Story and Photos by MSgt. Laurie Scott
The "Costa Bravan" infantrymen waited in their pre-assault positions under cover of a triple-canopied Panamanian jungle. Final orders from their commander would come at any moment.
Key Costa Bravan terrain and facilities had been seized by the army of neighboring "Cologa." The mission facing Costa Brava's forces was formidable. They would have to destroy the enemy's fortified bunker at the top of a steep hill. But to get there they'd have to negotiate densely vegetated, vertical terrain booby-trapped with land mines. Then they'd have to penetrate a barrier of concertina wire while under enemy fire.
Soldiers from the 10th Mountain Division at Fort Drum, N.Y., and the Belize Defense Forces were the players in this field training exercise. It was the culmination of three weeks of training at U.S. Army, South's Jungle Operations Training Center at Fort Sherman, Panama.
The Costa Bravan forces were flown to the jungle by helicopter on day one of the exercise. "Intelligence sources identified enemy locations and we began the operation with a night assault into three landing zones," said Capt. Benjamin Solum, commander of Company C, 1st Battalion, 87th Infantry. Earlier that morning his Costa Bravan unit infiltrated one of the enemy's company linkup points.
"So far, training has been intense," said 2nd Lt. Florencio Marin, a platoon leader in Co. F, 2nd Bn., of the Belize Defense Forces. Marin and the other Belizeans adapted to the jungle easily. "The jungle here is much the same as in Belize, except the terrain is tougher," Marin said. "The logistics the U.S. soldiers use are similar to ours in Belize but we have learned some new techniques we'll take back with us."
Less than a mile away at the "enemy" position, Sgt. Paul Heltzel, who'd left the cool temperatures of Fort Drum for the steamy Panamanian jungle, peered out from his fortified hilltop bunker. "I'm still adapting to the jungle and the heat," said the infantryman. He added that although they had conducted similar training at Fort Drum, the climate, terrain and training with the Belizeans made the difference. "We came in contact with the Belizeans during a recon. You have to shoot them from the side because they will rush you if you make contact head-on. It's a very effective tactic."

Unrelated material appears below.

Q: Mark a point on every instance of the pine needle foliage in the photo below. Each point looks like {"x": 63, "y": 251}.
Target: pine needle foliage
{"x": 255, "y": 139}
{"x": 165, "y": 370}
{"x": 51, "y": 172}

"We have this place pretty rigged up," Heltzel said. "We put the concertina wire up last night. The Costa Bravans don't have a chance."
The Costa Bravans' attack came just after sunup. They scaled the sides of the hill under cover of smoke and even managed to penetrate the concertina wire, but casualties were heavy and defeat was certain under the barrage of enemy fire unleashed from the hilltop.
According to Marin, the most important part of the exercise would be the after-action report in which the victors, the defeated, and even the casualties could give input about things done right and areas that needed improvement.